"'A lot of different options are under consideration,' he said after being repeatedly pressed for a no-fly zone. 'I wish it was very simple. As you know, we've been fighting two wars for 12 years. We are trying to help in various ways, including helping Syrian opposition fighters have weapons. We are doing new things. There is consideration of buffer zones and other things but it is not as simple as it sounds.'
'You are not abandoned,' he insisted. 'We are very aware of how terrible conditions are inside Syria. I came here today because we are concerned. I promise you I will take your voices and concerns back with me to Washington as we continue to work with our friends in ways that can be helpful.'"

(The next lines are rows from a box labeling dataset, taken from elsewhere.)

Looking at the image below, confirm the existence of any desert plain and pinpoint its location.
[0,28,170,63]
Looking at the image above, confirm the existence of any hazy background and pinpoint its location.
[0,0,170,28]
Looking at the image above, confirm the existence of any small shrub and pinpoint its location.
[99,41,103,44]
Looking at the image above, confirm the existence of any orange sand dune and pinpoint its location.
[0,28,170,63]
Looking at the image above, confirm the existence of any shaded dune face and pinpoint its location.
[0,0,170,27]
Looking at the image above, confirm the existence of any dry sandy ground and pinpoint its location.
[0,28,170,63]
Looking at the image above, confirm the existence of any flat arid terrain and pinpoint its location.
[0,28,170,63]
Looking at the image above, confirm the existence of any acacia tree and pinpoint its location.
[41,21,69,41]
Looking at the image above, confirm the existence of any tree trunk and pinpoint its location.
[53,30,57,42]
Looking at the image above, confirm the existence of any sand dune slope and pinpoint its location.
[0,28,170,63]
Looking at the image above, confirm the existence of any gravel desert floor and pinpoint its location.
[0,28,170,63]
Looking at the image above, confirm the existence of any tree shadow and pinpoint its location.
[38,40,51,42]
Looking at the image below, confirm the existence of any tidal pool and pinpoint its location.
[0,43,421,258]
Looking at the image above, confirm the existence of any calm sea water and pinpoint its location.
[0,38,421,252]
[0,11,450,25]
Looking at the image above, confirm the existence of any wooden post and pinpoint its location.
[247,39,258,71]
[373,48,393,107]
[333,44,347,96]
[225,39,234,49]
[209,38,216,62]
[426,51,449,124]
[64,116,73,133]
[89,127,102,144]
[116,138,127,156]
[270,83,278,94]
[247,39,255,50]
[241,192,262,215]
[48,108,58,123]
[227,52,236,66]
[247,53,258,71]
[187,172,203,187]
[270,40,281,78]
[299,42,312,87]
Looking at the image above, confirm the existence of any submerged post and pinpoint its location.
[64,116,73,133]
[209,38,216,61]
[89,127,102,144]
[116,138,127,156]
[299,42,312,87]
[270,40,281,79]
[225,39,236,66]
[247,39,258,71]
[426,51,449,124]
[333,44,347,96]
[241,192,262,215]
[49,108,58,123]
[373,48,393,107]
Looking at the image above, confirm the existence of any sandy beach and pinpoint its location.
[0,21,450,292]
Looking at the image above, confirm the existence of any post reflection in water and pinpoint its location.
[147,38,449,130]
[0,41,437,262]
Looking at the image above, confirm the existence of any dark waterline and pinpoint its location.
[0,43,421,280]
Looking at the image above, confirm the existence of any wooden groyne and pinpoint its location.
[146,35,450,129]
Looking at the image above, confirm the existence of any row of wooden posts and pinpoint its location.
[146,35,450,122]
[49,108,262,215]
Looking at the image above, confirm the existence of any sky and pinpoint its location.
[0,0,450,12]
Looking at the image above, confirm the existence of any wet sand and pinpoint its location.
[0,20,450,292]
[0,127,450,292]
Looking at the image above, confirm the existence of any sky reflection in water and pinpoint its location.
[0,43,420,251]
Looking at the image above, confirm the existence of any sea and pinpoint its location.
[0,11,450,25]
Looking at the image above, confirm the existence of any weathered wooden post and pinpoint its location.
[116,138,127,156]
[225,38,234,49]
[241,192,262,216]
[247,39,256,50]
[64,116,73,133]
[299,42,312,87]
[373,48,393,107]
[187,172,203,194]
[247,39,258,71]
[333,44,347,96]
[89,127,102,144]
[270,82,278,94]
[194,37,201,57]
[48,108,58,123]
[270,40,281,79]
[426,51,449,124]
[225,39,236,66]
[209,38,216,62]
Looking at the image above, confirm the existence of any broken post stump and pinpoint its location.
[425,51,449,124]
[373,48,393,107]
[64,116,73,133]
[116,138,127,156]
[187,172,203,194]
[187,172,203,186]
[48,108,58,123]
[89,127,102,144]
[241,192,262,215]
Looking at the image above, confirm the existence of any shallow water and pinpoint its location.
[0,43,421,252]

"As we continue to work with our friends in ways that can be helpful"? Come again?
Meanwhile, back in Washington, Samantha Power is seeking confirmation from the Senate as the next US ambassador to the UN, and in an editorial entitled "Samantha Power’s toleration of atrocities" (http://www.washingtonpost.com/opinions/samantha-powers-toleration-of-atrocities/2013/07/18/8b149ffe-efde-11e2-9008-61e94a7ea20d_story.html?hpid=z3), The Washington Post declares:
"To be clear: We think the Senate should promptly confirm Ms. Power as U.N. ambassador. She has been a powerful voice for human rights, and she will be an effective advocate of U.S. interests, as President Obama defines them. She is not responsible for the passivity he has chosen in the face of what Ms. Power called, during her confirmation hearing Wednesday before the Senate Foreign Relations Committee, 'the grotesque atrocities being carried out by the Assad regime.'
. . . .
'We see the failure of the U.N. Security Council to respond to the slaughter in Syria — a disgrace that history will judge harshly,' Ms. Power testified this week. But as Ms. Power the author wrote, 'America’s leadership will be indispensable in encouraging . . . international institutions to step up.' The Security Council is not some inscrutable, independent actor. It is a collection of nations — most notably, in this instance, the United States and Russia — acting in what they perceive as their interests. Russia will not abandon its ally, dictator Bashar al-Assad, unless President Vladimir Putin believes Mr. Assad is doomed. And Mr. Assad’s downfall seems increasingly unlikely unless the United States provides more assistance to the Syrian opposition than Mr. Obama has favored so far."
Or in other words, Power will be delighted to sacrifice her purported principles in order to receive the appointment. Power, the candidate for the US ambassadorship, would today have us believe that the UN Security Council is responsible for the atrocities in Syria, and Obama does not share in the blame.